Bold, large-scale social change initiatives are not new to David Gershon. He literally ran onto the world stage when he organized the First Earth Run. The 86-day global torch relay for peace at the height of the cold war engaged the participation of tens of millions of people in 62 countries, including heads of state, and was witnessed by over a billion more worldwide.
Dubbed the best bicycle town in America, Davis boasts the country’s top rated year-round farmers market, is home to the US Bicycling Hall of Fame, and was the first city in America to adopt an ordinance requiring energy efficiency tailored to the local climate, a local law that would later influence California’s famous Title 24, the first state law of its kind in America.
Early results from other Cool Community campaigns pilot programs are also achieving reductions once thought impossible without new technology.
Cool Portland, the campaign’s first pilot program, more than doubled its goal of cutting carbon emissions by 10 percent per household, realizing an average reduction of 22 percent, or 6,700 pounds.
Citizen-led EcoTeams, peer-support groups of 5 to 8 households, in Vermont similarly reduced their carbon footprint by 23 percent.

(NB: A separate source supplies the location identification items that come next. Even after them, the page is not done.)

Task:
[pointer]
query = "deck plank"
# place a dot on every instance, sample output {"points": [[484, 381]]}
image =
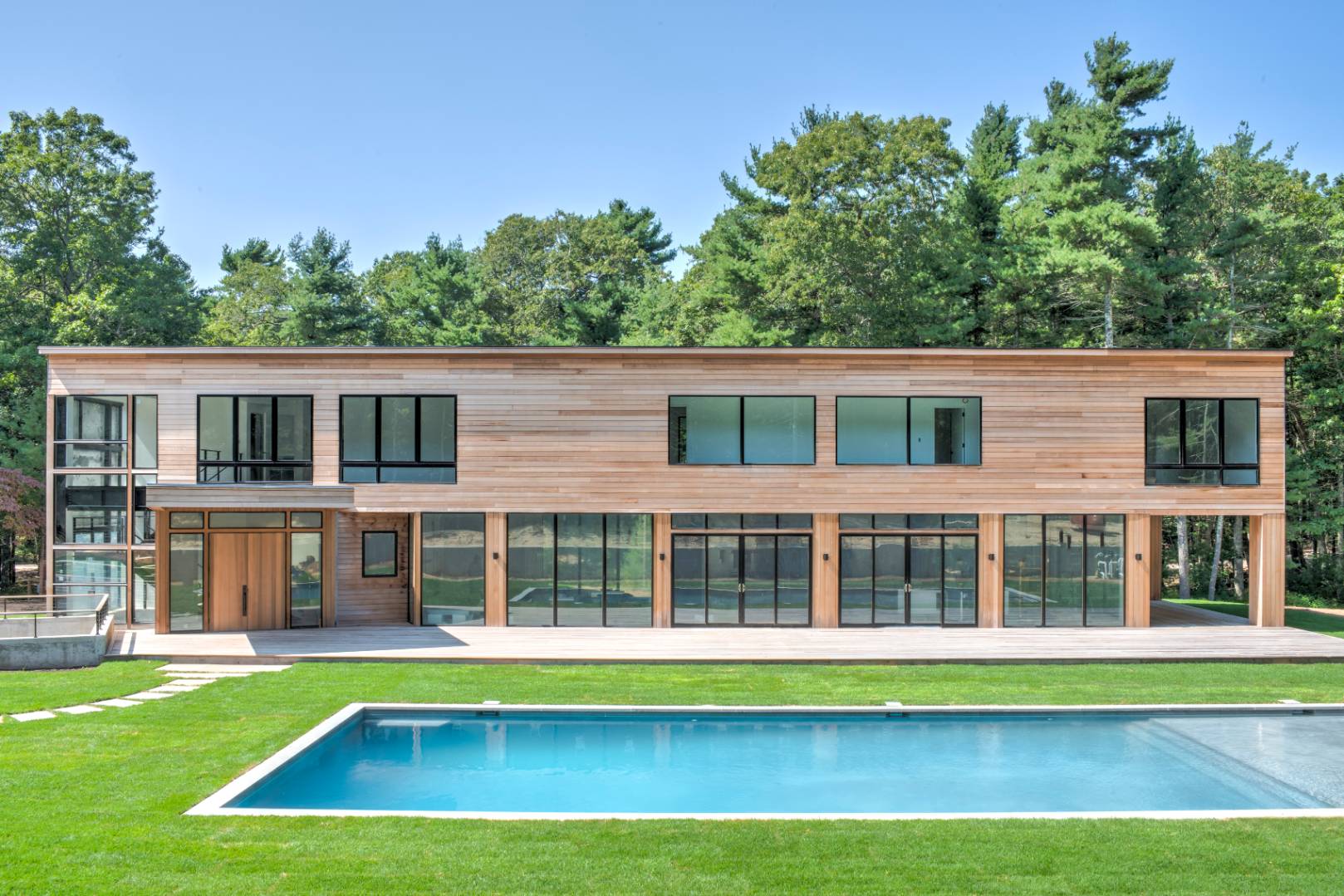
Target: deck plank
{"points": [[461, 644]]}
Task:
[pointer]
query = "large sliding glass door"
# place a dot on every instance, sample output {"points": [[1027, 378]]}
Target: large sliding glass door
{"points": [[1065, 570], [907, 580], [580, 570], [742, 580]]}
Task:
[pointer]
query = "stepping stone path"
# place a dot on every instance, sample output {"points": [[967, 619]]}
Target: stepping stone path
{"points": [[183, 678]]}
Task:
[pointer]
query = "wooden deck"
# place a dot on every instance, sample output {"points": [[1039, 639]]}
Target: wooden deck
{"points": [[454, 644]]}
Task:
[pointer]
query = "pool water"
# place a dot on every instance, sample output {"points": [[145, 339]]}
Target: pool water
{"points": [[558, 762]]}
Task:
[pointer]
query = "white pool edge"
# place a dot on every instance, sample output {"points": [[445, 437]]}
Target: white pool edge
{"points": [[217, 804]]}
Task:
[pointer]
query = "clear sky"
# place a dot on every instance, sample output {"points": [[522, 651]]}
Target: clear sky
{"points": [[386, 121]]}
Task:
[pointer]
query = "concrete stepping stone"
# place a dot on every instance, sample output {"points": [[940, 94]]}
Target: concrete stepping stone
{"points": [[219, 667]]}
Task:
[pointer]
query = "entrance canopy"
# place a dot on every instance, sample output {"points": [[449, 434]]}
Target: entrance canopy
{"points": [[165, 496]]}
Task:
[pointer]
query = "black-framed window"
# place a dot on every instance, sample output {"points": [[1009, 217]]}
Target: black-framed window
{"points": [[398, 438], [380, 555], [581, 570], [733, 430], [739, 580], [893, 430], [452, 569], [1065, 570], [907, 580], [1202, 441], [909, 521], [91, 432], [254, 438], [741, 520]]}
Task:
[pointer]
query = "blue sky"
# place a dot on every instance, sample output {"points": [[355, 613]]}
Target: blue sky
{"points": [[386, 121]]}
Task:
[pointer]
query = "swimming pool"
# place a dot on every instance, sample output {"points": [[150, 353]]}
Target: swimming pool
{"points": [[863, 762]]}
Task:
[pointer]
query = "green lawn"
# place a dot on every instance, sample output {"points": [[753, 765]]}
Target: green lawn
{"points": [[93, 804], [24, 691], [1311, 619]]}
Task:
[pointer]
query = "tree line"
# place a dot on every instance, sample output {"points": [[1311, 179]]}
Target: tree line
{"points": [[1091, 224]]}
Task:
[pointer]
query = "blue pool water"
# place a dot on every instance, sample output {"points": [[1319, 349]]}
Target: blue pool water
{"points": [[796, 763]]}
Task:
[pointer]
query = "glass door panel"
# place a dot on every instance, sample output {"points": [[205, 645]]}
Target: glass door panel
{"points": [[959, 580], [1063, 570], [925, 580], [889, 580], [856, 580], [758, 580], [689, 580], [1106, 570], [793, 587], [724, 574], [578, 570]]}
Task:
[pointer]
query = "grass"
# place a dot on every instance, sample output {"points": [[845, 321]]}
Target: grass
{"points": [[93, 804], [1328, 624], [26, 691]]}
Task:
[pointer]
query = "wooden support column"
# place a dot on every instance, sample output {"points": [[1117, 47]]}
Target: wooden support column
{"points": [[989, 600], [496, 569], [160, 571], [1139, 559], [826, 570], [1266, 569], [1155, 566], [414, 578], [661, 570], [331, 575]]}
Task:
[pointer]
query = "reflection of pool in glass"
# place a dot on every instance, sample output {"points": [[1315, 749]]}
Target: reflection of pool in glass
{"points": [[704, 763]]}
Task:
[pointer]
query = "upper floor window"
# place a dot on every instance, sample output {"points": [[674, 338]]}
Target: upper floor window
{"points": [[1202, 441], [897, 430], [91, 430], [732, 428], [398, 438], [254, 438]]}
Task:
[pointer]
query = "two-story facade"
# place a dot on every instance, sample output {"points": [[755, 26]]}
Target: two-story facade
{"points": [[267, 488]]}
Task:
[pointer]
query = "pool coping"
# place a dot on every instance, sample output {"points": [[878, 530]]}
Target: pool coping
{"points": [[217, 804]]}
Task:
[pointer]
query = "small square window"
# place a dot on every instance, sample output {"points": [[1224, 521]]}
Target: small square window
{"points": [[380, 555]]}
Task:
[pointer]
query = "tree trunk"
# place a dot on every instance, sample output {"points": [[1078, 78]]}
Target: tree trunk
{"points": [[1183, 556], [1218, 558], [1238, 559], [1111, 319]]}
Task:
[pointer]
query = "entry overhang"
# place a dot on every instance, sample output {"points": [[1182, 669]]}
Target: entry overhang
{"points": [[167, 496]]}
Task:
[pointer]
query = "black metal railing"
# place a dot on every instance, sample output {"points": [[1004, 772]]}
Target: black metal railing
{"points": [[47, 609]]}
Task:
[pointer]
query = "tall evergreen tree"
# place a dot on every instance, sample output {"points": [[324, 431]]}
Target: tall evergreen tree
{"points": [[1080, 193], [992, 159]]}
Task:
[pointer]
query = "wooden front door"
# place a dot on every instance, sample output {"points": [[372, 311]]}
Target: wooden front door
{"points": [[246, 580]]}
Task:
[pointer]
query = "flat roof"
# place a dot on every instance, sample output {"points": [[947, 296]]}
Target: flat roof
{"points": [[589, 351]]}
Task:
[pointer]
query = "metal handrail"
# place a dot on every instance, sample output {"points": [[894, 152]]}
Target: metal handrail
{"points": [[98, 613]]}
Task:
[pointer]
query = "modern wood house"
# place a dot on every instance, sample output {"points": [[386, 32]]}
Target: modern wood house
{"points": [[265, 488]]}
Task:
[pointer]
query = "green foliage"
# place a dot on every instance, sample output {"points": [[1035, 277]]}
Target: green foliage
{"points": [[1089, 226]]}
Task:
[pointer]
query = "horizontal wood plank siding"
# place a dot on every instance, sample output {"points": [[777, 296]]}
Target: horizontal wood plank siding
{"points": [[378, 600], [587, 432]]}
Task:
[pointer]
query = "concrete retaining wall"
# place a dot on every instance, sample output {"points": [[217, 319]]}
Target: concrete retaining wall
{"points": [[58, 650]]}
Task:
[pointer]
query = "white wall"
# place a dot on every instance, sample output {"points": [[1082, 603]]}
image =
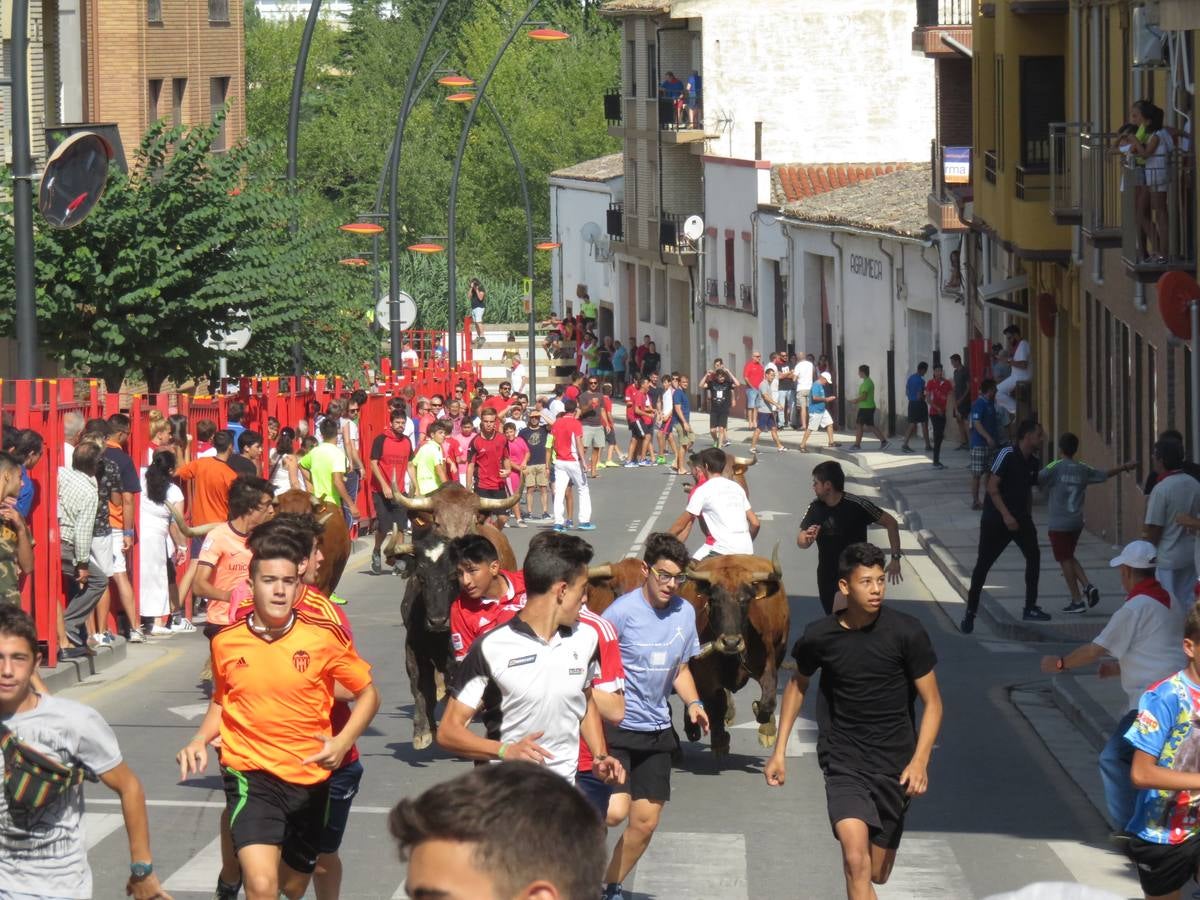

Rochester, New York launched a Low Carbon Diet Challenge that achieved an average reduction of 10,828 pounds for every participating household. As a result, community organizers and city officials are scaling up a Cool Rochester campaign to engage 40,000 households and reduce their community’s carbon footprint by one billion pounds.
Cool Mass, the first statewide Cool Community campaign, launched last fall. The first communities to sign on are Boston, Braintree, Brookline, Dedham, Hingham, Hull, Milton, Newton, and Winchester, which represent almost a million of the state’s residents.